Sprawdza się i to bardzo, choć pytanie jest jak najbardziej uzasadnione, bo same miałyśmy wątpliwości, czy to się uda. No ale, kto nie spróbuje, ten się nigdy nie przekona. Mamy warsztaty o snach, o pożegnaniu przeszłości, o zmianie i WUWEI, czyli sztuce nicnierobienia. W przygotowaniu są kolejne: o samoakceptacji i zakładaniu własnej firmy. Okazało się, również ku naszemu zaskoczeniu, że potrzeba warsztatów online jest ogromna. Dla niektórych to bardzo wygodna forma uczenia się: z domu, wieczorem (kiedy dzieci już śpią), w małych kameralnych grupach. Są dyskusje, prace domowe i nowe znajomości, które nie kończą się wraz z końcem warsztatów. Ta forma na tyle zadziałała, że – poza tradycyjnymi warsztatami, chyba na stałe zostawimy już te online.
Mam wrażenie, że jako społeczeństwo trochę zapominamy o rozwoju osobistym i duchowym. Czy przez projekty takie jak „Mentalist” może się to zmienić?
Cholernie w to wierzę i komentarze, jakie dostajemy od tych, którzy korzystają z naszych wykładów, tę wiarę w nas utwierdzają. Jako społeczeństwo „jedziemy” na autopilocie, bo tak jest najłatwiej, bo nie trzeba się zastanawiać, bo łatwo uciszyć wątpliwości. Jakie to ludzkie, prawda? Pamiętam, jak kiedyś mój Paweł wrócił do domu, a ja opowiadałam mu, jak mi minął dzień, gdzie byłam, kogo spotkałam, co zrobiłam. Nawijam, nawijam, nawijam, Paweł słucha. Na koniec zadał mi jedno pytanie, z uśmiechem, spokojem, łagodnością: Sadziu, a popatrzyłaś dzisiaj w niebo? Ależ mi się zrobiło głupio! Tak pędziłam, że nie miałam pojęcia, jaka jest pogoda. Warto czasami zwolnić.
Chętnie propaguje Pani styl „slow life”. Co skłoniło Panią do tego, by trochę zwolnić? Żyjemy za szybko jako społeczeństwo?
Ten tryb zwyczajnie jest bardziej mój.
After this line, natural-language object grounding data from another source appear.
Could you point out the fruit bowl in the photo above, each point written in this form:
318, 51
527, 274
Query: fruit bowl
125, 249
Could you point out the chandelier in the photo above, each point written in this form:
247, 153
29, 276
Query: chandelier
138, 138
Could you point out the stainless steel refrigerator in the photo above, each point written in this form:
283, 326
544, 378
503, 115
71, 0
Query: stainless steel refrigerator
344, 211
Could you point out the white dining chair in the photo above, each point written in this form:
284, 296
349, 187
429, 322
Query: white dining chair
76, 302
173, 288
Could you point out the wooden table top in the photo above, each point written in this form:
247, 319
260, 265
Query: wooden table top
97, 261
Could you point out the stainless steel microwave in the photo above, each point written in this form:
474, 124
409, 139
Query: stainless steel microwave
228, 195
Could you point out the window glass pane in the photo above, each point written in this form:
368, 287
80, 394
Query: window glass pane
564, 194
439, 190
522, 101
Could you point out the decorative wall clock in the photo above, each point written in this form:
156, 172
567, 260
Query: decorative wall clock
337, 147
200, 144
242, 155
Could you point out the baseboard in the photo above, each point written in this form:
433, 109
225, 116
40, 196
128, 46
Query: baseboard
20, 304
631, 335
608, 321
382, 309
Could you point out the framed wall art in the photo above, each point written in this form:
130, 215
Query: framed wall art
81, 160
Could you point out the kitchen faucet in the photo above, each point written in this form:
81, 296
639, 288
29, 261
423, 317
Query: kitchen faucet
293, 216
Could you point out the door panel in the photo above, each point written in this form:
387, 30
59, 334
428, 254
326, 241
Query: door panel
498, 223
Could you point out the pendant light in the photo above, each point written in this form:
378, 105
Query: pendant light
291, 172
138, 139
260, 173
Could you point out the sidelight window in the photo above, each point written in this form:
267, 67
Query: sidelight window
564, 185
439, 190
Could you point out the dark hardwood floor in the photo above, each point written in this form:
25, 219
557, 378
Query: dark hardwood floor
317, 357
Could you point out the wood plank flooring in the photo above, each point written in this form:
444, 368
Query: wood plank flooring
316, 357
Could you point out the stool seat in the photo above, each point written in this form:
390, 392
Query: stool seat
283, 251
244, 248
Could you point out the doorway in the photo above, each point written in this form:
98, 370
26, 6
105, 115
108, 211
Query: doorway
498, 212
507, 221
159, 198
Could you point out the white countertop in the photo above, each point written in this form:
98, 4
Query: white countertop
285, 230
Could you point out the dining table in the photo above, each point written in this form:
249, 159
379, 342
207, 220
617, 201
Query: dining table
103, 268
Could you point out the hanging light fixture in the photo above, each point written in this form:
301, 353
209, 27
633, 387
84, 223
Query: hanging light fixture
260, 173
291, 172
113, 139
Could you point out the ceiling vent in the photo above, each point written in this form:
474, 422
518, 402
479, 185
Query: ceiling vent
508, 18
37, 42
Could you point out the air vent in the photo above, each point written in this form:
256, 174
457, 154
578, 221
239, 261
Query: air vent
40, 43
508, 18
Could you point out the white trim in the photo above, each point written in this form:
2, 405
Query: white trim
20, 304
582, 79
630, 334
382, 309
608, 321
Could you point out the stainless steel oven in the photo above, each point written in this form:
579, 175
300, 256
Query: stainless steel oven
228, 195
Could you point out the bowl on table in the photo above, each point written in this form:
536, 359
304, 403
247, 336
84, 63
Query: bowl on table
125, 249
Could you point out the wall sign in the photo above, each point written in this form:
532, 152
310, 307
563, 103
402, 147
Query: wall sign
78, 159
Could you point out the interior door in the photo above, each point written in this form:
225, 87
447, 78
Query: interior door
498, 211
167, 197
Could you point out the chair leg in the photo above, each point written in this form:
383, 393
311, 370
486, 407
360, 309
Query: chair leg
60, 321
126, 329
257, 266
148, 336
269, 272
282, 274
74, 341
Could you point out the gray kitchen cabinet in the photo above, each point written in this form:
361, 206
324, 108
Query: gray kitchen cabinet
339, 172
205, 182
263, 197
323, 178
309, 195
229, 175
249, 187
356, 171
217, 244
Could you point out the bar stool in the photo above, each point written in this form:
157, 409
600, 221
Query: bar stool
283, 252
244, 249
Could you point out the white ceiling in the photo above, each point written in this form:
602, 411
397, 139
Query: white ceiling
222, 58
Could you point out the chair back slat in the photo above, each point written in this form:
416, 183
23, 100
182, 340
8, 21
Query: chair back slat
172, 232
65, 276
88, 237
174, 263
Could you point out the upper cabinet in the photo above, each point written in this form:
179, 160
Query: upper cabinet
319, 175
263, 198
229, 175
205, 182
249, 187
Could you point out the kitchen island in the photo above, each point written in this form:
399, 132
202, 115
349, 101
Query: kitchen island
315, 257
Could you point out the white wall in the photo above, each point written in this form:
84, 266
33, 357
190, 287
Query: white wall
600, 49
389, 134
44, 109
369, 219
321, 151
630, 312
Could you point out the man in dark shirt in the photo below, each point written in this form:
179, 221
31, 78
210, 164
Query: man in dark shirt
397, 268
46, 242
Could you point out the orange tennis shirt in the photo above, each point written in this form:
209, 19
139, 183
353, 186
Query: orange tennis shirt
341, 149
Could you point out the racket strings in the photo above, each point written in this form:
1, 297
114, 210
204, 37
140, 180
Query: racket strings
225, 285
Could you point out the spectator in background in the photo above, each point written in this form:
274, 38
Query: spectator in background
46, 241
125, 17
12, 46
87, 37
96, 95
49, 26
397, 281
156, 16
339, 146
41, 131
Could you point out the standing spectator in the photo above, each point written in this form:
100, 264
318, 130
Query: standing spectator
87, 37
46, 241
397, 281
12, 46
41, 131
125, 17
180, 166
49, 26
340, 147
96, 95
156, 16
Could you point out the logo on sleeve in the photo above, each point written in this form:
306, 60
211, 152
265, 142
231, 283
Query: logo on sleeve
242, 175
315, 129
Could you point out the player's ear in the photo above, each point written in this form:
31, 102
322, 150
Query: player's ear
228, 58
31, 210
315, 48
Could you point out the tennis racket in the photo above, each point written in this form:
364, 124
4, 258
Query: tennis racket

Ale musiałam do tego dojrzeć, dorosnąć. Już nie chcę pędzić z wywieszonym językiem jak chart wypuszczony z boksu. Nie chcę się ścigać, porównywać, nie zależy mi na tym, żeby mieć ostatnie zdanie. Zamiast tego wolę spojrzeć w niebo, zastanowić się, pocelebrować chwile ulotne jak ulotka. To na pewno jeszcze nie jest WUWEI, ale może kiedyś?